Dave Taylor has written a thought provoking article on whether “Open Source is Hindering the Development of Commercial Software?”.
My initial reaction was ofcourse not, if we had to rely on the corporates progress would be slowed significantly. But when you get down to the nitty gritty of Dave’s message you can see that the bureaucracy could indeed be causing problems.
I know that I rely on the Open Source community and cobble together scripts that I then release. I give credit as appropriate and expect others to do the same.
However when can you consider that you have significantly changed the code so that your version is merely inspired or assisted by and no longer actually using the source code?

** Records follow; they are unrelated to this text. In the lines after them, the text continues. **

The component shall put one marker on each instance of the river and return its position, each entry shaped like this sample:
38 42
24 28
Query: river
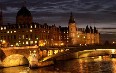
85 65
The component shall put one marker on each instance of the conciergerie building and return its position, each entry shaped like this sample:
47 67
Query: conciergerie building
25 32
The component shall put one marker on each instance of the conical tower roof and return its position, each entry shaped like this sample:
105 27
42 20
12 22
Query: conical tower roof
71 20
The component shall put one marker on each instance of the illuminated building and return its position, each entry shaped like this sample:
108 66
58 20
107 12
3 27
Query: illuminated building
26 33
1 17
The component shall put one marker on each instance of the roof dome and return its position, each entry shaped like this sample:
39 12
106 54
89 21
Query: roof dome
24 12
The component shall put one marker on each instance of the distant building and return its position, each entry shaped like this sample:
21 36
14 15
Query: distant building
83 36
26 33
1 17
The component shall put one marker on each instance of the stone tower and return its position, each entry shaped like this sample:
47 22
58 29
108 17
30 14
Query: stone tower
72 30
1 17
24 16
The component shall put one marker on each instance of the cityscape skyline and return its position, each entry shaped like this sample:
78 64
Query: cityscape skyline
86 12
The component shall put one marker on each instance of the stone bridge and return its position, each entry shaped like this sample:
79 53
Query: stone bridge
47 53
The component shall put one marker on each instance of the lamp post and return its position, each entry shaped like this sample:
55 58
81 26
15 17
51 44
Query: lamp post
29 42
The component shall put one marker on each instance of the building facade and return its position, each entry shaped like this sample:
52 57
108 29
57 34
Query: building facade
26 33
1 17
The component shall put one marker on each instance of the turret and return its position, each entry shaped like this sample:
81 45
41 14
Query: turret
1 18
72 29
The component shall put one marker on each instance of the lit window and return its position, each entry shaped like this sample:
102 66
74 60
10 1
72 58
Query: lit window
17 44
35 26
14 31
78 36
31 26
7 31
37 38
27 42
35 41
48 31
1 28
23 36
30 30
11 31
31 42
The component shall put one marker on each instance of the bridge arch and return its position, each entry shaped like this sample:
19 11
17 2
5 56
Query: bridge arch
15 60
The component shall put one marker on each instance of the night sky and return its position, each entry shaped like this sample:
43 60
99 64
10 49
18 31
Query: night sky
99 13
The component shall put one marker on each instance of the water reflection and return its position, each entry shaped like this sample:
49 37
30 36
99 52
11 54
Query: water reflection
71 66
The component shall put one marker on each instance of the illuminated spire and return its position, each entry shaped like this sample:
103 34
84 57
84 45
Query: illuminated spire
71 20
1 16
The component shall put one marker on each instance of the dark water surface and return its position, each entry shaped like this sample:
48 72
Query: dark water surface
70 66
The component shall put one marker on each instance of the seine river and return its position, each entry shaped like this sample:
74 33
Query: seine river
105 65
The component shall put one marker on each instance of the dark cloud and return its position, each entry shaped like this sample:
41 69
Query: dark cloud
96 12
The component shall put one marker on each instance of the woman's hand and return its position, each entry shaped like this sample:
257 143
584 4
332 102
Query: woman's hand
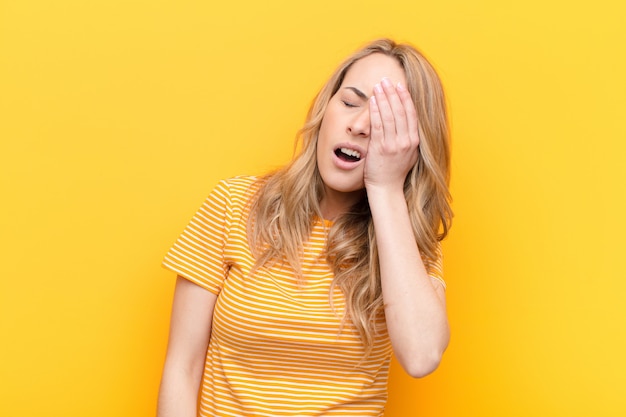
394 138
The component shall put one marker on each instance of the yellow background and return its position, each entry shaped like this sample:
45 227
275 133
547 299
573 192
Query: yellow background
117 117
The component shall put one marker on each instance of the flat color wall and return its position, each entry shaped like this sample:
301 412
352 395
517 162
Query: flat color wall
118 117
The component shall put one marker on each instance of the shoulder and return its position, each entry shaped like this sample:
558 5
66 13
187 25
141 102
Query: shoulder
238 191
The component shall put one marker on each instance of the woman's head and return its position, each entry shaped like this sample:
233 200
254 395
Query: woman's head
431 171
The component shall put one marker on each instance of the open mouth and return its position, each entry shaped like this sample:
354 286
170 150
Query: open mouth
348 155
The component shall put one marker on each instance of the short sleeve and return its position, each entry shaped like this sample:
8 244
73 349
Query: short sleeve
198 253
434 267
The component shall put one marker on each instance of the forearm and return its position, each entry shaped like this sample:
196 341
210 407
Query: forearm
414 307
178 394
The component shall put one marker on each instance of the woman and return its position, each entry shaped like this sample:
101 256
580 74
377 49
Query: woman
294 289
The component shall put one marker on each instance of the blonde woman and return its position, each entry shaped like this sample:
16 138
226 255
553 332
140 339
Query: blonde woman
295 288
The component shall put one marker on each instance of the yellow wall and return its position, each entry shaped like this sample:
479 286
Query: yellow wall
117 117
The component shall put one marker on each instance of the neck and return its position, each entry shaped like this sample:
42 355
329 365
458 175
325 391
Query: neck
334 203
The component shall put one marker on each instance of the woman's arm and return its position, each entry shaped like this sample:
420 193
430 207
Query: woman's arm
190 330
414 303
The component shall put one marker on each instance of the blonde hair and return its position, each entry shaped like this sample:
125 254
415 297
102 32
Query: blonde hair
287 203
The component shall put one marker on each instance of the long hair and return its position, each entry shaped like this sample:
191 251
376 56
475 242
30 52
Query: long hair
285 206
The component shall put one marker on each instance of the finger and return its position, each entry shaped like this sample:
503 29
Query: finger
376 123
397 109
386 114
411 113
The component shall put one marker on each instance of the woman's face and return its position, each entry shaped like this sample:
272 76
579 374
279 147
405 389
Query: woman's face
345 130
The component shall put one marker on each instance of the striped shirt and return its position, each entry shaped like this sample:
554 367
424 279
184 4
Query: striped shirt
277 347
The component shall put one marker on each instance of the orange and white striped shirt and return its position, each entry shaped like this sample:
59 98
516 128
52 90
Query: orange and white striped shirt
277 348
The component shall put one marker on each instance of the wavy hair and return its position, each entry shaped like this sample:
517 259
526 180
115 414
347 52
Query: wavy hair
285 206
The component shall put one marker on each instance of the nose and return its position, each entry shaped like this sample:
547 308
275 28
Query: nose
359 125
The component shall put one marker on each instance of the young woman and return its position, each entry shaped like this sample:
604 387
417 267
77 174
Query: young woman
295 288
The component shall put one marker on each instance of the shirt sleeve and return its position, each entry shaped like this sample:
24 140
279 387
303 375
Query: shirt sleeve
434 267
198 253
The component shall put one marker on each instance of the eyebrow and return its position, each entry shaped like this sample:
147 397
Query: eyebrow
358 92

And when have you added sufficient value to a script that it can be sold, without exploiting the free scripts that have been used?
I haven’t delved too deeply into the vbGallery and PhotoPost conflict which has seen PhotoPost acquire vbGallery but the story appears to be that under the covers vbGallery resembles PhotoPost a little too closely. The other side of the story says that vbGallery was written in PHP when PhotoPost was still in Perl and that the vbGallery owner couldn’t afford the fight and the battle was won on potential legal costs rather than “right and wrong”. Neither script is free but you can bet that the Open Source Community has contributed, one way or another, to the two gallery products.
Photopost was being developed in PHP a year before vbGallery ever existed. I don’t understand why they get a pass on this one.